- The Washington Times - Wednesday, April 20, 2005

The Texas Legislature is considering legislation that would ban homosexuals and bisexuals from becoming foster parents.

If the legislation is enacted, Texas would be the only state in the nation with such a restriction.

Arkansas had banned homosexuals — or any family with a homosexual member — from foster parenting, but a judge ruled the law unconstitutional.

The Texas version emerged Tuesday as a late House amendment after nearly five hours of debate over a massive overhaul of the state’s child and adult protective services.

Rep. Robert Talton, Pasadena Republican, said he added the proposal as an amendment because it would not get a hearing if he filed it as a separate bill.

“It’s our responsibility to make sure that we protect our most vulnerable children, and I don’t think we are doing that if we allow a foster parent that is homosexual or bisexual,” he said. “I think a child ought to have the opportunity to be presented to a traditional family as such.

“And if they choose to be homosexual or lesbian, then that’s their choice when they are 18.”

Several Democrats argued against the amendment, but it passed by a 81-58 vote in the heavily Republican-controlled House.

“We are here to put children first, not ideology,” said Rep. Mike Villarreal, San Antonio Democrat. “How are we going to implement Representative Talton’s inquisition?”

“The system is broken and together we must fix it,” said Rep. Suzanna Gratia Hupp, Lampasas Republican who sponsored the House bill’s widespread overhaul of the state’s programs for children.

In addition to revamping the system of handling abuse or neglect cases, the Hupp bill would add about $250 million to the agency’s budget for 848 more investigators, increased monitoring of foster homes and a streamlining of services.

Private companies, which now handle three of every four foster homes in Texas, would manage them all under the bill.

The realignment bill passed by a 126-16 vote.

Mrs. Hupp said she agreed “with the philosophy” of the Talton amendment, but was not sure whether it would remain part of the legislation.

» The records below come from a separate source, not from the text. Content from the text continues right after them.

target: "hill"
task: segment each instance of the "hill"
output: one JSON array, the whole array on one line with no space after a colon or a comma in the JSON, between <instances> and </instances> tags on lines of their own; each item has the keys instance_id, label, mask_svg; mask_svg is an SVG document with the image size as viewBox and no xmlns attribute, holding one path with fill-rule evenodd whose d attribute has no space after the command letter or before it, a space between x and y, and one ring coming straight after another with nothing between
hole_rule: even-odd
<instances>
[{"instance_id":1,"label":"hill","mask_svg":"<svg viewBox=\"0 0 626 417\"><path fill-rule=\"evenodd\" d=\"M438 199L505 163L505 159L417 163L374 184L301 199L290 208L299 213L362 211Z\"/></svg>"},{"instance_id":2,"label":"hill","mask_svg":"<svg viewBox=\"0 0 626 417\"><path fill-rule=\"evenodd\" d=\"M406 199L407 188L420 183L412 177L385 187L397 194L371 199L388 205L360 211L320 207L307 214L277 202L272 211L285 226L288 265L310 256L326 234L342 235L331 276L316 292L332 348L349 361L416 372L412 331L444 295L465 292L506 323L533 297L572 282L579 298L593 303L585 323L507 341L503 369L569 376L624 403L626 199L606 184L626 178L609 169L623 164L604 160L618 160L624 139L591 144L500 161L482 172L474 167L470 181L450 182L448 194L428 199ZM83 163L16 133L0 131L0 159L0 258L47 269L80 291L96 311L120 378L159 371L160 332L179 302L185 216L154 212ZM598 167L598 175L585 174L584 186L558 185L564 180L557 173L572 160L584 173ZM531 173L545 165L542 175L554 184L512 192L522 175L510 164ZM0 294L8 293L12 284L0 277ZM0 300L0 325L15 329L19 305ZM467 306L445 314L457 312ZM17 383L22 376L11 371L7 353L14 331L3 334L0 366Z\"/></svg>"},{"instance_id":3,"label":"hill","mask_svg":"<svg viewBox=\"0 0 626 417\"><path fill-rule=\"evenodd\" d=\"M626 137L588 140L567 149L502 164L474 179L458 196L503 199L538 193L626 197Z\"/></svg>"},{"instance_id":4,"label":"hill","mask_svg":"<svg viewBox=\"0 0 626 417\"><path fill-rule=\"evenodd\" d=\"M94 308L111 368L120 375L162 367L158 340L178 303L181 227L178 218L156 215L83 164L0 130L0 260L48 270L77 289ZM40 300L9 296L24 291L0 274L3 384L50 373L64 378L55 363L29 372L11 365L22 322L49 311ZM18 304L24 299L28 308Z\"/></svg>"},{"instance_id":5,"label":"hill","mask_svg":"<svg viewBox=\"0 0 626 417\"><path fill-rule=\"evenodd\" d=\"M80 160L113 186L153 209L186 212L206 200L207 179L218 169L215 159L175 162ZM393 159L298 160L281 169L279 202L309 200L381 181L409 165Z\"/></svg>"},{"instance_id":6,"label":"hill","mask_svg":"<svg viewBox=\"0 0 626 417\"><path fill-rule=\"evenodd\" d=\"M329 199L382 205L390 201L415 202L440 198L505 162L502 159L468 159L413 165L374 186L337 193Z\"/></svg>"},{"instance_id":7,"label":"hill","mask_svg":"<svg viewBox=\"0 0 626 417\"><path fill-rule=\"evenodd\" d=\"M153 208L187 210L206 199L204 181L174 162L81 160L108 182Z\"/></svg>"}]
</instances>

The Senate has passed a more moderate approach to Child Protective Services reform.

Rep. Carlos Uresti, a Democrat and co-sponsor of the Hupp bill, is expected to be a member of the House-Senate conference committee that will iron out the final legislation.

He said he was not sure the anti-homosexual portion would remain.

“I would hope the Senate will have a little more sense, and be a little more sensitive,” he said.